#### Load the json file into a dictionary

In [9]:
from langchain_community.document_loaders import JSONLoader

import json
from pathlib import Path
from pprint import pprint


file_path='../jsons/ch28.json'
json_dict = json.loads(Path(file_path).read_text())
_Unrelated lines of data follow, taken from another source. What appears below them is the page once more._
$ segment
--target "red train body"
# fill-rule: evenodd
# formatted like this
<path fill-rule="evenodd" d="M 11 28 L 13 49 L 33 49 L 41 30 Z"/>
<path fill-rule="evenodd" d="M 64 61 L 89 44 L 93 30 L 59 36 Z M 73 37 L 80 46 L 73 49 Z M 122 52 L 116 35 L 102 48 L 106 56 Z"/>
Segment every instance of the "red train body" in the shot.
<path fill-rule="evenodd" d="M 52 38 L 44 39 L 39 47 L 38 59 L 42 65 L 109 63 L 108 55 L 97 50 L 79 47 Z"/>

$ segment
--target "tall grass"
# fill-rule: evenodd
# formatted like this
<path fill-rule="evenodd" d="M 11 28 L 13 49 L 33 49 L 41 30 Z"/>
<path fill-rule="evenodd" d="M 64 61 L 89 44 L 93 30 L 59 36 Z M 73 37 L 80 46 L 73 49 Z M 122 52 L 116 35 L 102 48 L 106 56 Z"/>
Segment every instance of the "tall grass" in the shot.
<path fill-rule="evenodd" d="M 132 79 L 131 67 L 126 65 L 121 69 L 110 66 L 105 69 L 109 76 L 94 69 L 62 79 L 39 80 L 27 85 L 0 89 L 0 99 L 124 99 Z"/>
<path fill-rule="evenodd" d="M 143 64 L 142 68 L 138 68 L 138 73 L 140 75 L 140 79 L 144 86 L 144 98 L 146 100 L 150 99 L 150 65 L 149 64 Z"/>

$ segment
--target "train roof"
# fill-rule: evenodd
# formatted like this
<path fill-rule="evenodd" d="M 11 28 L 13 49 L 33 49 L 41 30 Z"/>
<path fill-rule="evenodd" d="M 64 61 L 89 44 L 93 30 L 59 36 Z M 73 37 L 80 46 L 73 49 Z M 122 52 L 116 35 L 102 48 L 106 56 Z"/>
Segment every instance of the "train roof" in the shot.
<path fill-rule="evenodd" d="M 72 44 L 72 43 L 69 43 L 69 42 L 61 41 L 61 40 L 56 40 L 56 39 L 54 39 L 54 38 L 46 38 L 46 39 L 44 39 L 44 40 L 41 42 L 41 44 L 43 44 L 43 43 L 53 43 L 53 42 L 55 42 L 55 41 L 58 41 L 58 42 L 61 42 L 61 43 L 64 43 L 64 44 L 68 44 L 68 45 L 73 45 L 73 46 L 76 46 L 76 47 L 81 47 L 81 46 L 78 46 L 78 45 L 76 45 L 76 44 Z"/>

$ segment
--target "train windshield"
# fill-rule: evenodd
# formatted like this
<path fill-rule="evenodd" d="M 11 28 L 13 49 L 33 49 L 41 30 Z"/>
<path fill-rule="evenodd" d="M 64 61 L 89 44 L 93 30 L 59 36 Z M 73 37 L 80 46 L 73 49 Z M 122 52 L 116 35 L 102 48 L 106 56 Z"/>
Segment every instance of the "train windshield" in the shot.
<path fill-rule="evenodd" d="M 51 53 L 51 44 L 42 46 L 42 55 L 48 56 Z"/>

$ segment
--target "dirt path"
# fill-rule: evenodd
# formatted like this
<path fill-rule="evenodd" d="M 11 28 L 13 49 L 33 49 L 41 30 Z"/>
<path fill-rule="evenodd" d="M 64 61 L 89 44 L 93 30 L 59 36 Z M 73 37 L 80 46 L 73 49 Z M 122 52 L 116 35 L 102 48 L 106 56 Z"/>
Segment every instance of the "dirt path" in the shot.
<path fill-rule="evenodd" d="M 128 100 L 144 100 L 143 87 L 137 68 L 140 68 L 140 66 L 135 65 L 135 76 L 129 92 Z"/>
#### Create langchain documents with the relevant data

In [12]:
from langchain_core.documents import Document

In [15]:
docs = []
items = json_dict["Items"]
source = json_dict["Document Name"]

for item in items:
    prefix = item["Prefix"]
    hsHeadingName = item["HS Hdg Name"]
    hscode = item["HS Code"]
    description = item["Description"]

    content = "Prefix: " + prefix + " , HS Heading Name:" + hsHeadingName + " , Description:" + description
    document = Document(
        page_content=content,
        metadata={
            "source": source,
            "HS Code": hscode   
        }
    )
    docs.append(document)


#### Splitting

no need to split the items, let's see about the chapter context.

#### Create Vectorstore

In [20]:
import os
import openai

from dotenv import load_dotenv, find_dotenv
_ = load_dotenv(find_dotenv()) # read local .env file
openai.api_key = os.environ['OPENAI_API_KEY']

In [27]:
from langchain.embeddings.openai import OpenAIEmbeddings
embedding = OpenAIEmbeddings()

In [28]:
from langchain.vectorstores import Chroma

persist_directory = 'vectorstore/Chroma'

In [30]:
vectordb = Chroma.from_documents(
    documents=docs,
    embedding=embedding,
    persist_directory=persist_directory
)

In [10]:
print(vectordb._collection.count())

190


#### Testing with Similarity Search

In [32]:
question1 = "chlorine"
ans = vectordb.similarity_search(question1,k=3)

In [33]:
ans

[Document(metadata={'HS Code': '2801.10', 'source': 'Ch. 28.pdf'}, page_content='Prefix:  , HS Heading Name:Flourine, chlorine, bromine and iodine , Description:Chlorine'),
 Document(metadata={'HS Code': '2801.20', 'source': 'Ch. 28.pdf'}, page_content='Prefix:  , HS Heading Name:Flourine, chlorine, bromine and iodine , Description:Iodine'),
 Document(metadata={'HS Code': '2812.11', 'source': 'Ch. 28.pdf'}, page_content='Prefix: Chlorides and chloride oxides : , HS Heading Name:Halides and halide oxides of non-metals. , Description:Carbonyl dichloride (Phosgene)')]

#### Feeding to Chat Bot

In [34]:
from langchain.chat_models import ChatOpenAI
llm = ChatOpenAI(model_name="gpt-3.5-turbo", temperature=0)

  llm = ChatOpenAI(model_name="gpt-3.5-turbo", temperature=0)


In [23]:
# from langchain.chains import RetrievalQA

# qa_chain = RetrievalQA.from_chain_type(
#     llm,
#     retriever=vectordb.as_retriever()
# )

In [25]:
# question = "what are the hs codes for group 7 elements"
# result = qa_chain({"query": question})
# result["result"]

"I don't have information on the HS codes for group 7 elements."

In [74]:
from langchain.prompts import PromptTemplate

# Build prompt
template = """You are a chemistry expert. The context provided is from a tariff document regarding chemicals. Use the context to answer the question at the end. If you don't know the answer, just say that you don't know, don't try to make up an answer. 
{context}
Question: {question}
Helpful Answer:"""
QA_CHAIN_PROMPT = PromptTemplate.from_template(template)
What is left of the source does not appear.